目が覚めた少年の眼下には、まだ太陽の光はなく、部屋一面は漆黒の闇が広がっていた。
変な体制で寝ていたのか首筋が少し痛んだ。繋いでもらった右手には違和感は無く、ケロイド状の傷跡を少年は誇らしく思った。
寝返りを打ち暗闇の向こうに、うっすら見えるドアノブを見つめた。冷たく黄金色に光るドアノブを見つめていると、今にもそれが回り、外から何かが自分を連れ去って行くような不気味な感覚が少年を襲った。
目を離す事ができず暫く見ていると、微かに下の部屋から話し声が聞こえてきた。
(喉渇いたな。下に行って水を飲もう、ついでにお客さんに挨拶してくればいい。どうぜ母さんにお祝いを言いに来た村の人だろう)
思い立ちベッドから這い出すと靴を足で探した。
(そういえば、母さん僕が契約者になったのあまり喜んで無かったな。ここ最近ずっと考え込んでいたし、僕を家から出さなかった)
靴を履き、ノブを回す。そっとドアを開き部屋を出た。階段の下の方から漏れるランプの明かりが眩しく感じた。
(皆驚いてたな……村で初めての契約者だって。トリル州でも年に5人位しか新規の契約者はいないってダンの父ちゃんも言ってたしな)
少年は笑みを浮べ、音を立てないようにゆっくり階段を降り、手摺りの間から台所を覗き込んだ。
(顔がよく見えない。誰だろう?先生って事ないよね?四日も学校休んでいるし。先生は会いたくないな、宿題持って来るかもしれないし。きっと嫌味爆発だよ)
覗いた先には、黒っぽい色をしたダブルボタンのフロックコートを着た男が居た。
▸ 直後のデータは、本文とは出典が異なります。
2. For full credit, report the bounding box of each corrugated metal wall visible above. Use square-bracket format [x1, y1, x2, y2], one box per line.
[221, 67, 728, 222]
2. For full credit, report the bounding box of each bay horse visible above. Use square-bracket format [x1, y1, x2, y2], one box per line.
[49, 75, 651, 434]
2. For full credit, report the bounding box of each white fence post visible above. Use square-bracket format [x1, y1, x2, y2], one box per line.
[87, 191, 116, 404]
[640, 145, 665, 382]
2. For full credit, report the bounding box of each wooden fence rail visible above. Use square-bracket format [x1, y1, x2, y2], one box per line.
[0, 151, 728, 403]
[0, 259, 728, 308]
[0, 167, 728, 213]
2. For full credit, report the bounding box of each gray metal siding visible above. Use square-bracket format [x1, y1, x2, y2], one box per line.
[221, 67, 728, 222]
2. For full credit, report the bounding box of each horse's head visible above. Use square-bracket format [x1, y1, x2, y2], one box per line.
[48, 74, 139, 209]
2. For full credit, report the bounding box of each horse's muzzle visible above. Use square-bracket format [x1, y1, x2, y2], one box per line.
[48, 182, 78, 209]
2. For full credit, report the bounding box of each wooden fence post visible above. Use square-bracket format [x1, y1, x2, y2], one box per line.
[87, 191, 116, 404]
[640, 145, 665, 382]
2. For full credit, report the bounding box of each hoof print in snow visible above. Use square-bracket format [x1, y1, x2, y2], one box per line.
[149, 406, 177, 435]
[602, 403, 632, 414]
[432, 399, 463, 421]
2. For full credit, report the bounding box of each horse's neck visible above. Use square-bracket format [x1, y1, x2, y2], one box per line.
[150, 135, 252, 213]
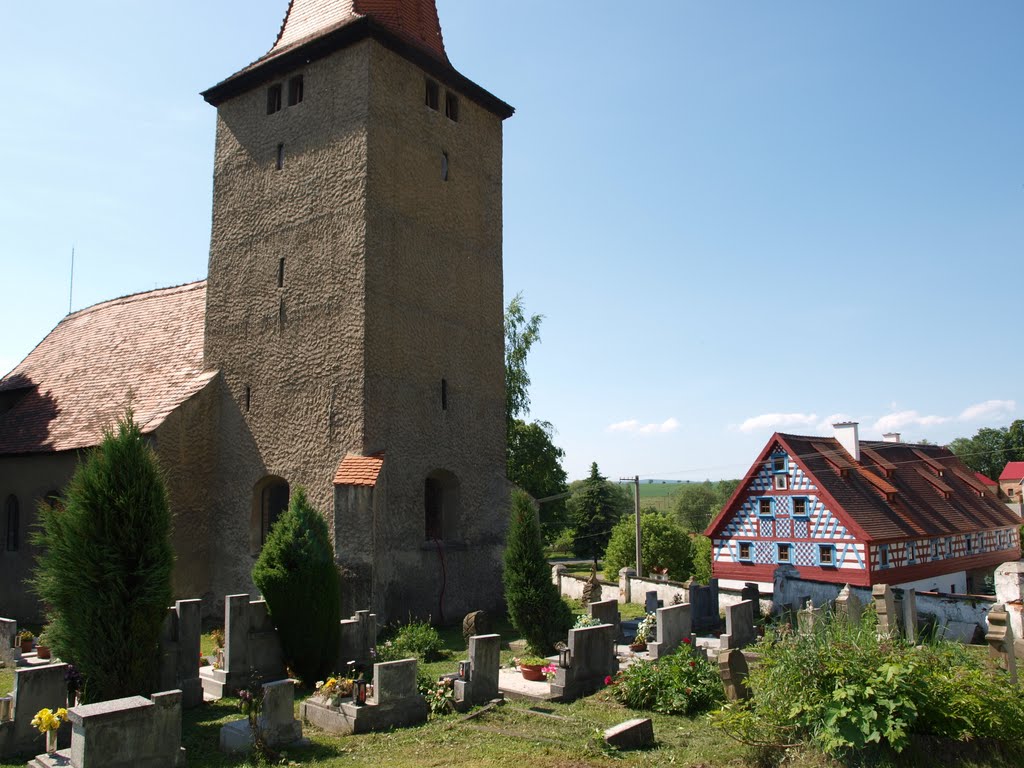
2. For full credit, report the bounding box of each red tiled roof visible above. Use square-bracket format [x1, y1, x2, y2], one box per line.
[334, 453, 384, 486]
[974, 472, 999, 487]
[708, 434, 1020, 542]
[0, 281, 217, 454]
[999, 462, 1024, 482]
[263, 0, 447, 62]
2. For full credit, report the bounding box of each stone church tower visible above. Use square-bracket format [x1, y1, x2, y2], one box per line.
[203, 0, 512, 621]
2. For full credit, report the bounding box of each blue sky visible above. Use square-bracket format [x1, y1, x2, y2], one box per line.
[0, 0, 1024, 480]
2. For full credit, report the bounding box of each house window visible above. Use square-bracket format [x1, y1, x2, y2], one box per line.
[4, 494, 22, 552]
[424, 79, 440, 112]
[288, 75, 302, 106]
[266, 83, 281, 115]
[818, 544, 836, 566]
[444, 92, 459, 123]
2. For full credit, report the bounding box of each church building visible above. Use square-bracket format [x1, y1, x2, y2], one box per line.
[0, 0, 513, 622]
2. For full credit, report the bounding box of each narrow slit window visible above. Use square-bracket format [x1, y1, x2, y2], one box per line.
[288, 75, 303, 106]
[266, 83, 281, 115]
[444, 93, 459, 123]
[423, 78, 440, 112]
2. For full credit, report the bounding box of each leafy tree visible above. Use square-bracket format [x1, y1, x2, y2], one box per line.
[691, 534, 712, 584]
[508, 419, 568, 541]
[32, 411, 174, 701]
[253, 487, 341, 684]
[604, 508, 693, 582]
[505, 490, 572, 656]
[568, 462, 632, 564]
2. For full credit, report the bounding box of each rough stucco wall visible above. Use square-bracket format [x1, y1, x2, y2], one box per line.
[206, 43, 368, 528]
[0, 451, 79, 623]
[364, 43, 507, 621]
[155, 379, 219, 613]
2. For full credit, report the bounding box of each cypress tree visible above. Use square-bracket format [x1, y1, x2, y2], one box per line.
[32, 411, 174, 701]
[505, 490, 572, 656]
[253, 487, 341, 684]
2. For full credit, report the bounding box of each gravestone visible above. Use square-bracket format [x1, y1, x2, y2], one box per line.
[220, 680, 302, 753]
[871, 584, 899, 635]
[454, 635, 502, 709]
[335, 610, 377, 671]
[300, 658, 428, 735]
[690, 579, 722, 633]
[985, 603, 1017, 685]
[587, 600, 622, 638]
[718, 648, 751, 701]
[719, 600, 758, 650]
[551, 624, 618, 701]
[900, 589, 918, 643]
[0, 664, 71, 760]
[462, 610, 493, 647]
[29, 690, 185, 768]
[200, 595, 288, 698]
[160, 600, 203, 710]
[647, 603, 693, 658]
[604, 718, 654, 750]
[836, 584, 864, 624]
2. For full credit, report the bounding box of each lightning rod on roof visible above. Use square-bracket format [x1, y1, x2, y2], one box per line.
[68, 246, 75, 314]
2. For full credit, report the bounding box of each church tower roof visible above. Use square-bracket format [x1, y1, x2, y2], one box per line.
[267, 0, 447, 62]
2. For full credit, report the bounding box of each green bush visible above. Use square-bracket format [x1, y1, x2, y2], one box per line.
[253, 487, 341, 684]
[374, 621, 449, 664]
[33, 412, 174, 701]
[505, 490, 572, 656]
[716, 611, 1024, 757]
[611, 646, 725, 717]
[604, 510, 693, 582]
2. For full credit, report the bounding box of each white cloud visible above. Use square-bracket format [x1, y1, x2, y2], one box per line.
[739, 414, 818, 432]
[608, 418, 680, 434]
[874, 411, 950, 432]
[959, 400, 1017, 421]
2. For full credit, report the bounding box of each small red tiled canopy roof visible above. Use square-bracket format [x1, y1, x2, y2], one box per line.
[334, 452, 384, 487]
[999, 462, 1024, 480]
[266, 0, 447, 61]
[0, 281, 217, 455]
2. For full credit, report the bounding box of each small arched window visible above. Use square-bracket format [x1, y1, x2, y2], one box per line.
[249, 476, 290, 555]
[4, 494, 22, 552]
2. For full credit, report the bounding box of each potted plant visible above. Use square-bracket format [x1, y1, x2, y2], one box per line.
[512, 656, 548, 683]
[17, 630, 35, 653]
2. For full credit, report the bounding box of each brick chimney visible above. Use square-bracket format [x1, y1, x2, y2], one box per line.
[833, 421, 860, 463]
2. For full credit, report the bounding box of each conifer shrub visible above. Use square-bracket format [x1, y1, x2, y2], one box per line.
[253, 487, 341, 684]
[32, 411, 174, 701]
[505, 490, 572, 656]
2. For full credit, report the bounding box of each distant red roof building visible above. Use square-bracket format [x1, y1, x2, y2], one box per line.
[706, 425, 1021, 591]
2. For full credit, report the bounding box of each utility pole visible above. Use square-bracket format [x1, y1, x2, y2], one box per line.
[618, 475, 643, 579]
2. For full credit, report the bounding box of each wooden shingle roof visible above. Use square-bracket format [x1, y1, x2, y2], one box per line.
[0, 281, 216, 455]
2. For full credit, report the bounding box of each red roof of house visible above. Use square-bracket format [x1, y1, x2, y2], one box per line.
[270, 0, 447, 62]
[707, 434, 1020, 542]
[0, 281, 217, 454]
[974, 472, 999, 487]
[334, 453, 384, 486]
[999, 462, 1024, 482]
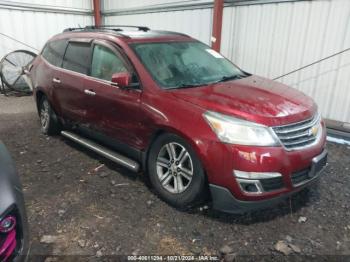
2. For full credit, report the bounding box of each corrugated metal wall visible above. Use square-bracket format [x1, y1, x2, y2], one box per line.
[221, 0, 350, 122]
[103, 0, 350, 122]
[0, 0, 93, 58]
[104, 9, 212, 44]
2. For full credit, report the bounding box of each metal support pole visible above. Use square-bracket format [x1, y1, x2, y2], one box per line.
[211, 0, 224, 52]
[94, 0, 101, 26]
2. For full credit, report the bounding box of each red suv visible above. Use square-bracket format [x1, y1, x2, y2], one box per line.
[29, 26, 327, 213]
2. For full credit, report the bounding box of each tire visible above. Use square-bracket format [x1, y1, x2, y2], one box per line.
[39, 96, 61, 136]
[147, 134, 208, 210]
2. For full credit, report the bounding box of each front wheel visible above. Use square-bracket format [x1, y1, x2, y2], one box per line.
[148, 134, 207, 209]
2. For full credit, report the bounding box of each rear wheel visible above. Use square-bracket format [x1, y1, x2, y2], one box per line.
[148, 134, 207, 209]
[39, 96, 61, 135]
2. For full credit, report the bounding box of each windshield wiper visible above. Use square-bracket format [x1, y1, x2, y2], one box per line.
[215, 75, 242, 83]
[170, 83, 204, 89]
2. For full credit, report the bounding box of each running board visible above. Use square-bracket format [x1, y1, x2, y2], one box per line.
[61, 131, 140, 172]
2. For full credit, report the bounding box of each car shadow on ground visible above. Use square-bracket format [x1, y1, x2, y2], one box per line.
[61, 137, 319, 225]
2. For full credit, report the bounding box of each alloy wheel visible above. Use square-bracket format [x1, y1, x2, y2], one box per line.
[157, 142, 193, 194]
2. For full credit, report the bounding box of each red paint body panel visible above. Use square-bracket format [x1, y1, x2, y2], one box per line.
[31, 32, 326, 207]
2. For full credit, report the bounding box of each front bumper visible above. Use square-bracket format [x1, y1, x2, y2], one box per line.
[209, 150, 327, 214]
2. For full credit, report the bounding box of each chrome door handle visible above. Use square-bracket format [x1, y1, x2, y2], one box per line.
[52, 77, 61, 84]
[84, 89, 96, 96]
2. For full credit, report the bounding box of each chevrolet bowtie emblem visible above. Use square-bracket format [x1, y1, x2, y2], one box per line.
[309, 126, 318, 136]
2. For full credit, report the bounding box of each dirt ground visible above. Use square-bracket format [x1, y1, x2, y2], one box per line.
[0, 96, 350, 261]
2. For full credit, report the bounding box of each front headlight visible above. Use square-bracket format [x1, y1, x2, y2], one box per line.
[203, 111, 279, 146]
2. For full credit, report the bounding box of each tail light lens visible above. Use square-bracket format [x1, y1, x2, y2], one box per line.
[0, 216, 16, 233]
[0, 215, 17, 261]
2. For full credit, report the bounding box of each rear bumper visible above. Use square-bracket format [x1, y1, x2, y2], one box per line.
[209, 155, 326, 214]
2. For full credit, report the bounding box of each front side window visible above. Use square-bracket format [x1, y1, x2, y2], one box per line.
[63, 42, 90, 74]
[131, 41, 244, 89]
[91, 45, 128, 81]
[42, 39, 67, 67]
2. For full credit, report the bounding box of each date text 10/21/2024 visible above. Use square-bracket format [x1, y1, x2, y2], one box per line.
[127, 255, 220, 261]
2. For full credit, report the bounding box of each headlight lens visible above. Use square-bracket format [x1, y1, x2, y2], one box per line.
[203, 111, 279, 146]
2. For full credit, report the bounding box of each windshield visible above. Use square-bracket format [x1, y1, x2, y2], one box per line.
[132, 42, 244, 89]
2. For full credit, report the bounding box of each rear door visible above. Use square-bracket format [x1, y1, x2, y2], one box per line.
[52, 39, 91, 123]
[84, 40, 143, 148]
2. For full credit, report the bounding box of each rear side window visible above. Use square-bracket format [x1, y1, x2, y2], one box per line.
[42, 39, 67, 67]
[91, 45, 128, 81]
[63, 42, 90, 74]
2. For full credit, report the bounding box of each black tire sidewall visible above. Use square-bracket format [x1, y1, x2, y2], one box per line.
[39, 96, 59, 135]
[147, 134, 206, 209]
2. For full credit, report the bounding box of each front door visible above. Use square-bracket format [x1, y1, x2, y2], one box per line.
[52, 40, 91, 123]
[84, 41, 142, 149]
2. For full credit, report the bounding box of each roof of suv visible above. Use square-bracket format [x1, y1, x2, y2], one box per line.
[60, 26, 192, 42]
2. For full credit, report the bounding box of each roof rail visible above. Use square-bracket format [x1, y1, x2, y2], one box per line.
[63, 25, 151, 32]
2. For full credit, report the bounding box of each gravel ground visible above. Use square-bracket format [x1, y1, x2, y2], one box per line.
[0, 96, 350, 261]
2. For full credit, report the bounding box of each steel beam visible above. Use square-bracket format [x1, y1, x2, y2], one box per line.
[0, 0, 92, 15]
[211, 0, 224, 52]
[93, 0, 101, 26]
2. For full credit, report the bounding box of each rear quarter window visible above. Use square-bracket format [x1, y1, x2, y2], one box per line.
[63, 42, 90, 74]
[42, 39, 67, 67]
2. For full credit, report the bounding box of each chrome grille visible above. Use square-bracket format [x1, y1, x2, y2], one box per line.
[272, 114, 320, 150]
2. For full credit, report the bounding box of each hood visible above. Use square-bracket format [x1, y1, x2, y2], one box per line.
[173, 76, 317, 126]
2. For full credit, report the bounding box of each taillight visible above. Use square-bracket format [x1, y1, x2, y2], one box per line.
[0, 216, 16, 233]
[0, 215, 17, 262]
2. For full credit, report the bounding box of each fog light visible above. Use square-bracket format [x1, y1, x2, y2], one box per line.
[236, 178, 264, 194]
[0, 216, 16, 233]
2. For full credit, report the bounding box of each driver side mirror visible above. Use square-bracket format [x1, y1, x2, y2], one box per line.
[111, 72, 131, 88]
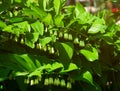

肩章には金で刺繍されたラインの上に星が二つ、左胸には沢山の略章が見えた。
ゆったりと折り返された平織の襟は裏地の赤色がとても綺麗で、襟の下の方には丸いコイン大の襟章が付けてある。
七宝焼のそれは、金の枠に緑色の縁取りがされ中心は白くそこに三つの点を線で結んだ模様があった。
(スリーポイントスター!あれは契約者の付ける襟章だ!しかも色付き、緑の縁取りは3級上だ!)
少年にはすぐに分かった。
契約者の付ける襟章には、7級の鉄色の物から、プラチナ枠に青く縁取りされ中心が白くダイヤが鏤められた1級上契約者の付ける襟章まで10種類ある。今、目の前に見える襟章は3級以上の契約者が付ける『色付き』といわれる、縁取りの付いた物だ。この村に契約者は居ないし、トリル州には色付きの契約者は存在しない。自分の記憶に有る佐官で色付きの契約者、しかもこんな時間に母と話し込む人間は一人しか居ない!!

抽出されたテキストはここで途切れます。